Нет, конечно, нет и никогда не было. Этой ночи, этого телефона. Да и её, пожалуй, не существует вовсе. Я слышала звуки песен праздника, но люди сейчас были мне абсолютно противопоказаны. Мне нравилось болтать ногами над пучиной, играть, что я бегу по небу; облака здесь заменяли барашки, пробуждаемые ветром. Море ленилось и тянулось ко мне, к моим ногам; казалось, оно вот-вот ухватит меня за лодыжку, раздерёт своими тупыми жёлтыми зубами кожу. Затянет, заглотит. Когда плаваю ночью, я отдаюсь морю целиком и полностью, доверяю. Часто не вижу ничего дальше вытянутой руки, но всё равно плыву. Доверять с закрытыми глазами легко. Я чувствую, как мелкие рыбки проплывают мимо щёк, путаются в моих ногах, как в сетях; я ощущаю себя частью чего-то огромного, целого и всесильного. И доверяю ему.
Но стоит открыть глаза и осознать, что я сижу на пирсе, в каких-то там пяти метрах над водой, стоит только начать думать, и страх сковывает меня, стягивает руки просоленным канатом, сжимает голову в своих цепких лапах. Как просто, должно быть, идти в темноте, не зная куда и зачем, ничего не теряя, не спотыкаясь, и напевать себе под нос какую-нибудь мажорную песенку. Как просто падать в пустоту. Вот завтра я пойду на почту, вспомню эти цифры, не собьюсь ни разу, скажу ей своё непримечательное «здравствуй», закрою глаза и сделаю свой робкий шаг в чёрную непроглядную неизвестность, ведущую, может, к небу.

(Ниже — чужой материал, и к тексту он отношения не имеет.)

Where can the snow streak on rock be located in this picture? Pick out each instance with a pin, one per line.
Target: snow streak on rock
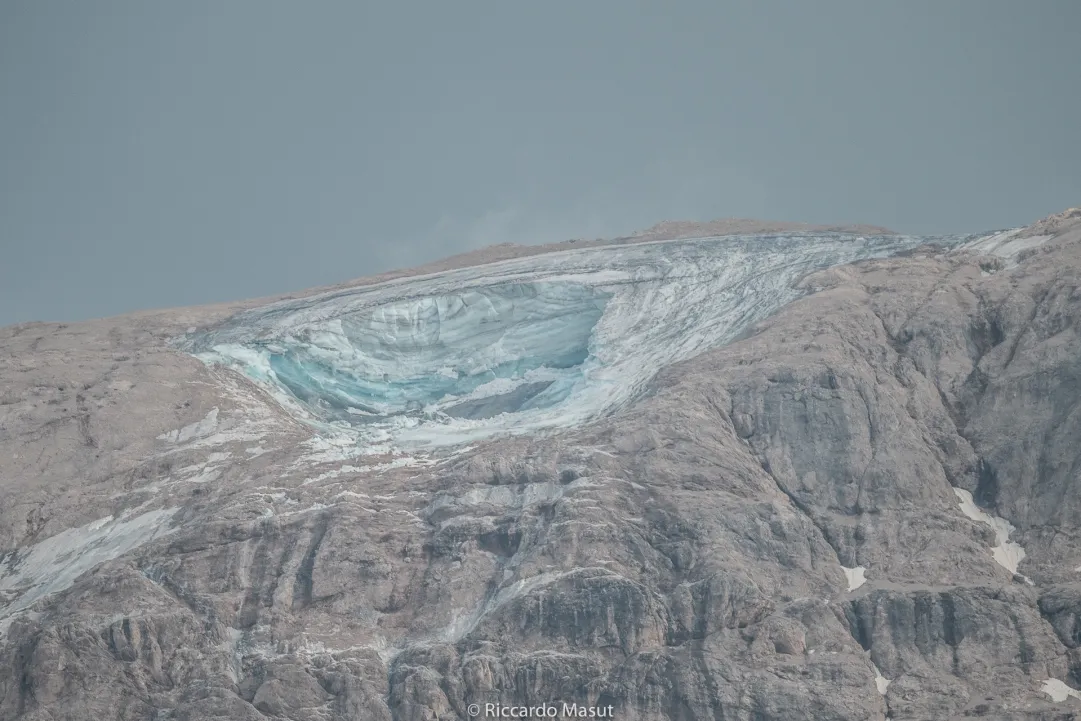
(519, 346)
(53, 564)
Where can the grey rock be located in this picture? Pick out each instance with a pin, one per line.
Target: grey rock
(177, 546)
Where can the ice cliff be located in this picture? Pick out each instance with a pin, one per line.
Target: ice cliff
(545, 342)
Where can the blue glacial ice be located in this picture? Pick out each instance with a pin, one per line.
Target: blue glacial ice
(524, 345)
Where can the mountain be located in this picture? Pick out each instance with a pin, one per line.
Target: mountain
(729, 470)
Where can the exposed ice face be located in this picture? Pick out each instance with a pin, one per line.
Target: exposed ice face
(523, 345)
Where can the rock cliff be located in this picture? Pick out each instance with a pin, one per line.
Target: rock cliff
(866, 505)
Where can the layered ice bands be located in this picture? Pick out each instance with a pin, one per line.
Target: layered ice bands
(524, 345)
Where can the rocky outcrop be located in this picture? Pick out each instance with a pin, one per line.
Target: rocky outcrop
(777, 530)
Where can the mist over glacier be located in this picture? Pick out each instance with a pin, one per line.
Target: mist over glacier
(523, 345)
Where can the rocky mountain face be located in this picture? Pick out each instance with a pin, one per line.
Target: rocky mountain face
(866, 505)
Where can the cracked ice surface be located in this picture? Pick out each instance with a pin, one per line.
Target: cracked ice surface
(523, 345)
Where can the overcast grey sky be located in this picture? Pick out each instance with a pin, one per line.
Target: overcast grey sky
(156, 154)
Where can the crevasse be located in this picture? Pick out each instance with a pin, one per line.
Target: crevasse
(525, 345)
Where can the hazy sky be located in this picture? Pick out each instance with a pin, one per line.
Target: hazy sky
(157, 154)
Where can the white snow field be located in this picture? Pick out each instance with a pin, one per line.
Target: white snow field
(522, 345)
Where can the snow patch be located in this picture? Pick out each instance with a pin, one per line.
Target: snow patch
(880, 681)
(520, 346)
(53, 564)
(1005, 552)
(855, 576)
(198, 429)
(1005, 244)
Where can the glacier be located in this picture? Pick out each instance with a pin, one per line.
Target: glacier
(522, 345)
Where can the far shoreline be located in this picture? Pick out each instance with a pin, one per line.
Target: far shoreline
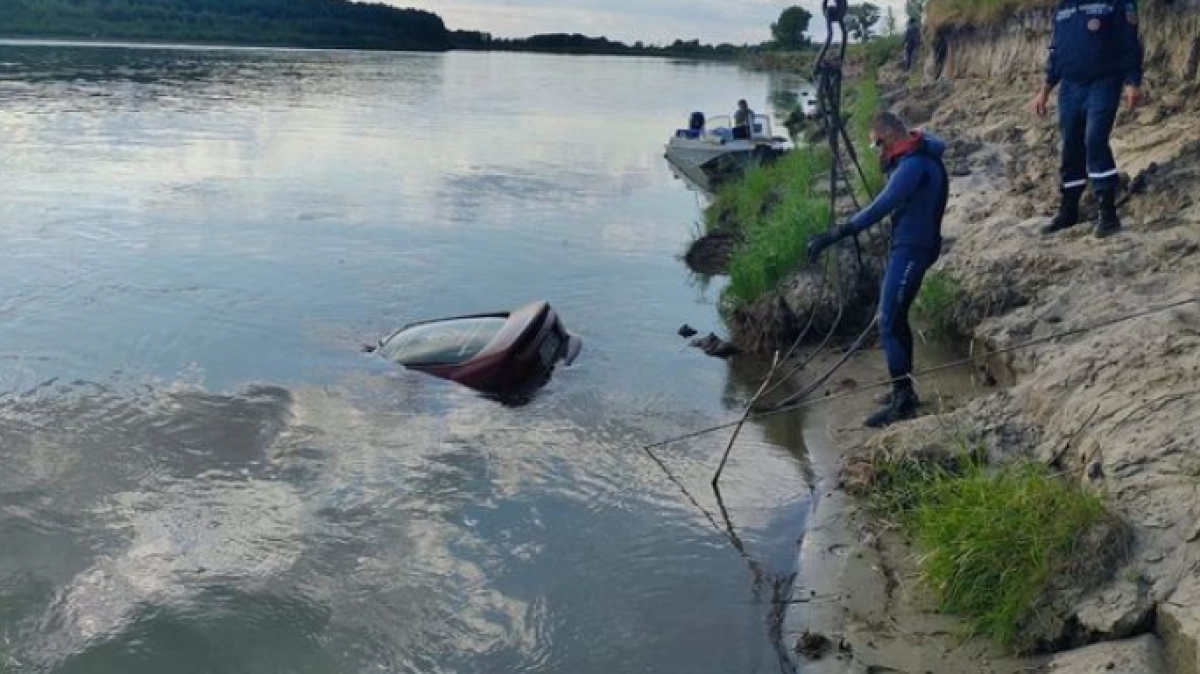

Никто не ждёт меня в том городке у моря, похожем на рыбацкую хибару, хотя она спит в своём обдуваемом ветрами и с севера, и с юга доме, рядом с ней спят крысы и пчёлы. И она лепит по ночам замки из глины, замки, запирающие её в её ничтожной жизни с выдуманными златорогими оленями, трамвайными рельсами (она никогда не видела красно-жёлтых трамваев), замыкающими круг за воротами её замка.
Её трогают грубые вонючие руки, жадно сдирают с неё простенькие выбеленные ситцевые платья.
Она учится лежать под тяжёлыми мускулистыми телами тихо и молча. Она не смотрит на небо, она опустошает кривые бутылки, толстые зелёные бутылки с вином; она купается ночами голая, и маленькие рыбки шныряют у неё между ног. Откуда я знаю всё это про неё? Я вижу. Всё. Это. Вижу её загорелые икры, отсчитывающие ступени той самой лестницы, что к морю. Как она покусывает нижнюю губу (та постоянно кровит), думая, какие помидоры купить. Как рассматривает себя, выходя из душа, в запотевшем зеркале. Вижу даже, как тонкая нитка слюны стекает на подушку, когда она спит на правом боку, смешно поджав ноги. Эта девочка не знает ни любви, ни Ницше, ни Ниццы, ни «Вдовы Клико». И тяготит меня только одно – то, что я могла бы дать ей всё это. Или чуть меньше. С высокого этажа моей гостиницы город кажется маленьким космическим телом, которое вот-вот сожрёт солнце, а эта девочка… она даже не знает такой высоты.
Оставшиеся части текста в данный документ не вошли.